This is the playbook for deploying a production-grade LLM on your own infrastructure. It assumes you've already decided that on-prem is the right call — see our buyer's guide if you haven't.

Hardware

For a serious production deployment:

  • GPUs: NVIDIA H100s are the current default. 8 GPUs per node, NVLinked, with high-bandwidth interconnect between nodes if you're scaling beyond one box.
  • CPU and RAM: Don't skimp. You need bandwidth to feed the GPUs. We use Intel Xeon Platinum or AMD EPYC, with ~1TB of RAM per node.
  • Storage: NVMe SSDs for model weights and KV cache. 4-8TB per node.
  • Network: 100 GbE between nodes. InfiniBand if you're doing distributed inference at serious scale.
  • Power and cooling: A loaded H100 draws ~700W. Plan accordingly.

A reasonable production cluster runs $300K-1M depending on size and redundancy.

Software stack

  • Model serving: vLLM is our default. High throughput, good batching, supports most modern open models. Alternatives: TGI, TensorRT-LLM, SGLang.
  • Orchestration: Kubernetes if you're at scale. Docker Compose if you're not. Don't over-engineer.
  • Load balancer: Envoy or HAProxy in front of vLLM workers. Sticky sessions for long-running streams.
  • Observability: Prometheus + Grafana for metrics. ELK or Loki for logs. OpenTelemetry for tracing.

Model choice

The current open model landscape:

  • Llama 3.x family. Strong general performance, good ecosystem.
  • Qwen family. Excellent for many tasks, particularly multilingual.
  • Mistral family. Solid mid-size options.
  • DeepSeek family. Strong reasoning capability.

Evaluate on your task, not on public benchmarks. Public benchmarks lie.

Fine-tuning vs RAG

Most on-prem deployments are RAG-first, fine-tuning-second. RAG gets you 80% of the way there with much less effort. See our RAG vs fine-tuning decision tree.

The RAG pipeline

  1. Document ingestion: chunkers, parsers (especially PDF), metadata extraction.
  2. Embedding: an open embedding model (BGE, GTE, E5) — also self-hosted.
  3. Vector store: Qdrant or Weaviate are our defaults.
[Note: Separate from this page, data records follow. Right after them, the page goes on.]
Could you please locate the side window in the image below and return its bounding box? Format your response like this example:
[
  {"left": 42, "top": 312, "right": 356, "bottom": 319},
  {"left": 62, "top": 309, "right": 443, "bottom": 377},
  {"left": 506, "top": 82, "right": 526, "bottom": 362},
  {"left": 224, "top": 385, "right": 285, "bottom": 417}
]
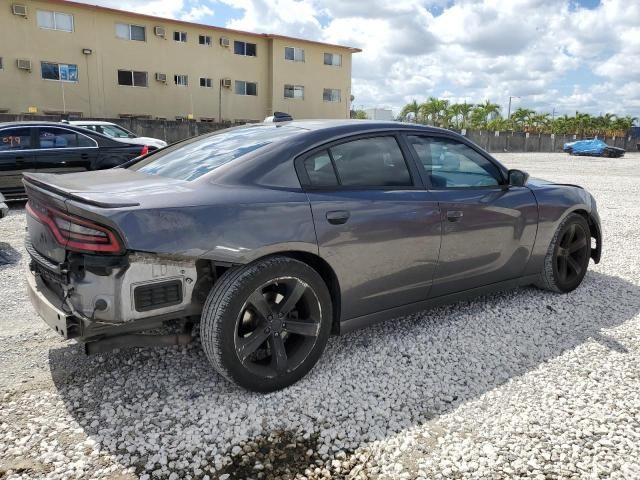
[
  {"left": 330, "top": 137, "right": 412, "bottom": 187},
  {"left": 0, "top": 128, "right": 32, "bottom": 151},
  {"left": 407, "top": 136, "right": 502, "bottom": 188},
  {"left": 38, "top": 128, "right": 95, "bottom": 149},
  {"left": 303, "top": 150, "right": 338, "bottom": 186}
]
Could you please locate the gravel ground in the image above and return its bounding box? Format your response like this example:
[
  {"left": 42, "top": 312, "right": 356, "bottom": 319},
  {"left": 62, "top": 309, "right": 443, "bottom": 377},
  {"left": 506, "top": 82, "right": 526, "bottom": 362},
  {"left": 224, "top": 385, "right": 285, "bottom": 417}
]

Postgres + pgvector for smaller corpora.
  4. Retrieval: dense + sparse hybrid (vector + BM25). Reranking step on top.
  5. Generation: pass retrieved chunks as context to the LLM.

Security

  • The cluster lives on your private network. No public ingress for the LLM itself.
  • API access goes through your existing identity provider with audit logging.
  • Every prompt and response is logged with user attribution.
  • Sensitive data is filtered at ingestion — PII, secrets, anything you don't want in retrieved context.
  • Prompt injection mitigations: input sanitisation, output validation, careful tool-use boundaries.

Operations

  • Monitoring: Per-request latency (p50, p95, p99), tokens per second, GPU utilisation, queue depth.
  • Alerting: GPU thermal events, OOM errors, error rate spikes.
  • Capacity planning: Run synthetic load tests monthly. Know your headroom.
  • Model updates: Have a versioning strategy. Run A/B comparisons before promoting a new model to production.

Cost

Honest accounting for an 8-GPU H100 cluster, first year:

  • Hardware: $400-600K
  • Power and cooling: $30-60K/year
  • Networking and storage: $50-100K
  • Ops staff: 2 engineers, $400-600K/year
  • Software and licenses: minimal if you stick to open-source

Total year-one cost: ~$1M. Year two onwards: ~$500K/year. Compare honestly to cloud API equivalents.

When this is worth it

Three conditions in combination:

  • Real regulatory or sovereignty constraints that forbid cloud.
  • High query volume (millions of tokens per day).
  • The ops team to actually run this in production.

If you don't have all three, reconsider. Managed private deployments cover most "we need privacy" use cases without the operational burden.